# Greetings from one of the " over the hill gang"!



## shm353 (Nov 3, 2005)

Hi,
 My name is Scott and I'm 52 (oh god) and I love this website. I find myself hitting it daily not only for info on health and fitness but also comic relief!
 I just went to the Doc today for the usual poking and proding. Hoping bloodwork comes back ok. We talked about fitness and HRT possibilities.
 I am learning everything I can here in hopes to improve the quality of life from here on out. I was the perverbial 90 # weakling for the better part of my youth and have worked construction all my life. I have lifted off and on but without much planning.
 I now weigh 200lbs. at 6'  33" waist and would like to attempt to create a physic to die for, "or die tryin". with all your help. I may ask a dumb question now and then. So bear with me. Thanks.


----------



## lnvanry (Nov 3, 2005)

welcome to IM


----------



## Triple Threat (Nov 4, 2005)

Scott.  Welcome to the 50 and over club at IM.  Other members are gwcaton, Tough Old Man, and myself.  There may be others, but I'm not sure.


----------



## GFR (Nov 4, 2005)

shm353 welcome to IM


----------



## pitbull182 (Nov 4, 2005)

pitbull182 49 next month.Like the site very much very informative.I check in daily


----------



## Pylon (Nov 5, 2005)

Welcome aboard!


----------



## Triple Threat (Nov 5, 2005)

How come Rob didn't welcome shm353?    Doesn't he like old people anymore?


----------



## min0 lee (Nov 5, 2005)

CaptainDeadlift said:
			
		

> How come Rob didn't welcome shm353?    Doesn't he like old people anymore?



I think Pylon took over for the day.


----------



## Triple Threat (Nov 5, 2005)

Foreman does a really good impersonation.


----------



## gwcaton (Nov 5, 2005)

CaptainDeadlift said:
			
		

> Scott.

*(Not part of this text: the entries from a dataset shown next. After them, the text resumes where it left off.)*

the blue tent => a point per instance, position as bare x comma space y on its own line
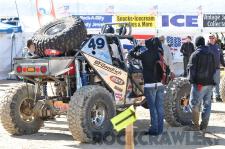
6, 28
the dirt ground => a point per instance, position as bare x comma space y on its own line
55, 134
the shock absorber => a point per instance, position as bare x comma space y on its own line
84, 75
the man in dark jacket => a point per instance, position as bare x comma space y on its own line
153, 88
201, 68
218, 53
187, 49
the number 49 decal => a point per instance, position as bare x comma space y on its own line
98, 43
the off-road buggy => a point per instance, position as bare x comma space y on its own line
90, 72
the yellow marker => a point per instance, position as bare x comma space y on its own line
124, 119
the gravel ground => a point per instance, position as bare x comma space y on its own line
55, 134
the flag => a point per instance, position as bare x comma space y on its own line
174, 41
110, 9
199, 10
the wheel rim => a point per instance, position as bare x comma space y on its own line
26, 110
54, 29
98, 115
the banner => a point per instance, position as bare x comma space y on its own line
214, 20
95, 21
138, 21
180, 21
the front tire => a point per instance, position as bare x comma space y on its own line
16, 111
90, 111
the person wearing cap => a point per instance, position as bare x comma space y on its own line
167, 56
153, 88
218, 53
187, 49
201, 69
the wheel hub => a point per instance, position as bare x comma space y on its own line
52, 30
98, 113
26, 110
184, 101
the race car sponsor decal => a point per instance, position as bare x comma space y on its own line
107, 67
117, 80
118, 96
118, 88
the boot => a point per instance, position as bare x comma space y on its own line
203, 126
195, 121
218, 99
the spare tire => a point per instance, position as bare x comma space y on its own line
176, 103
65, 35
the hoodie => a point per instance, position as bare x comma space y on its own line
218, 54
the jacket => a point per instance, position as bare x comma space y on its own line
218, 54
148, 59
201, 66
187, 49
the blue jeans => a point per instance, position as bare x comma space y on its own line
154, 98
216, 89
197, 97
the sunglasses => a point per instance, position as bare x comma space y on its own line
211, 37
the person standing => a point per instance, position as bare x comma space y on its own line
218, 53
201, 69
187, 49
29, 50
167, 57
153, 88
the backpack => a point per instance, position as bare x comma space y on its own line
205, 69
161, 70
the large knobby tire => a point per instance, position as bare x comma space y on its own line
16, 110
222, 89
65, 34
85, 114
176, 91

Welcome to the 50 and over club at IM. Other members are gwcaton, Tough Old Man, and myself. There may be others, but I'm not sure.

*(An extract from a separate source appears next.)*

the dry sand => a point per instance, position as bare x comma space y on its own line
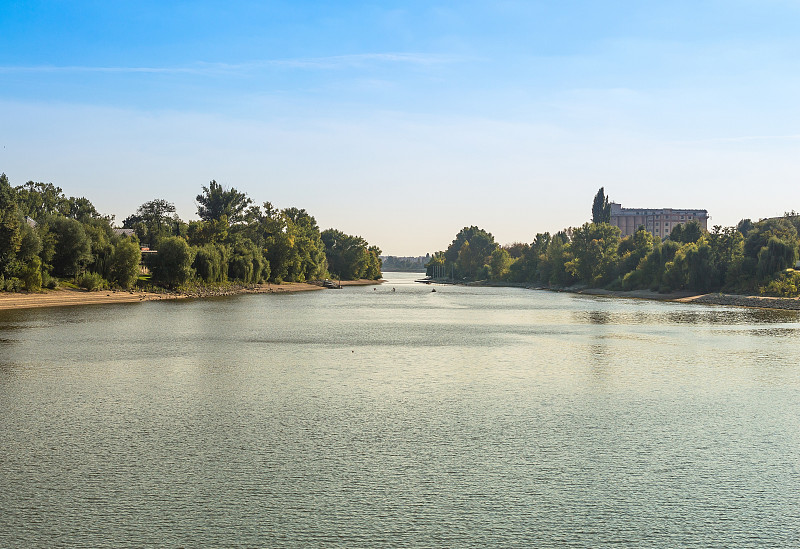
70, 296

You're in good company  !!!  Welcome


----------



## P-funk (Nov 5, 2005)

welcome.


----------



## BritChick (Nov 5, 2005)

Hey, welcome to IM.
Good luck with all your goals.


----------



## shm353 (Nov 6, 2005)

"It's designed to break your heart. The game begins in the spring, when everything is new again, and it blossoms in the summer, filling the afternoons and evenings, and then as soon as the chill rains comes, it stops, and leaves you to face the fall alone." -A. B. Giamatti





> Thanks for all your support. You're all *GOLDEN*.
> Aging is not as much a physical/visual adjustment as it is a psychological one.
> Working to combat aging in the battle of the mind takes a large army of oneself!
> Support means inspiration.
> ...


----------



## Arnold (Nov 6, 2005)

shm353 welcome to IM!


----------



## MyK (Nov 25, 2005)

welcome to IM!


----------